Sylvia carefully put the mugs of tea she was now carrying down onto their assigned coasters. "No, I'm passed wanting all that business at my age." Gesturing at them to join her sitting at the table, she continued, "It's a younger person's game. That's why I signed up Donna instead."

Donna was stunned. "What! What did you say?"

"She said she's signed you up instead," the Doctor rephrased.

"Yes, I heard that bit, you prawn!" Donna bit out. "What I want to know is why."

"Well, you…."

"Not from you," she interrupted him. "From her!" A digit was thrust in the direction of Donna's mother.

Sylvia merely shrugged and took a sip of her cooling tea. "You need a man more permanently in your life," she defended her action.

"I've got a man. I've got him!"

"I don't mean like that," Sylvia dismissed her daughter's words. "I mean a proper man. You won't want to be travelling with the Doctor forever. There are other things you'd need beyond friendship."

"Are you saying I can't offer more?" the Doctor demanded to know.

"Are you saying that you actually are offering more than friendship?" Sylvia commanded in return.

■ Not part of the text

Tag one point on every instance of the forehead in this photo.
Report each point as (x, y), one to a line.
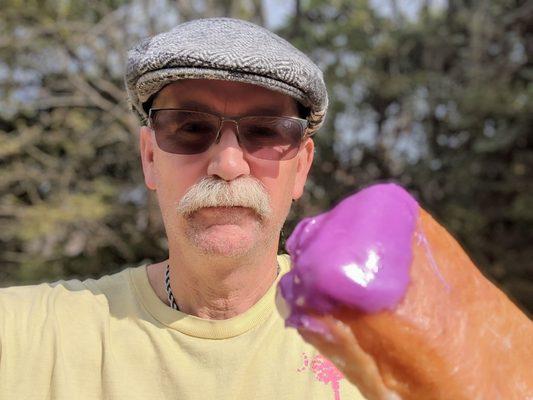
(231, 98)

"No," he quietly admitted.

"Thought so," she triumphantly retorted. "That's why a couple of dates have been arranged. The first one is next week. I was going to phone you later to let you know, Donna."

"Thanks Mum," she said without any trace of gratitude.


"Why are you letting her do this to you?" the Doctor asked Donna later in the TARDIS; clearly puzzled why she was getting ready for a date.

"Because it is the only way to shut her up," she answered, stomping away from him. "If I don't do this I'll never hear the end of it."

He held his hands up in protest. "But it's your life, Donna."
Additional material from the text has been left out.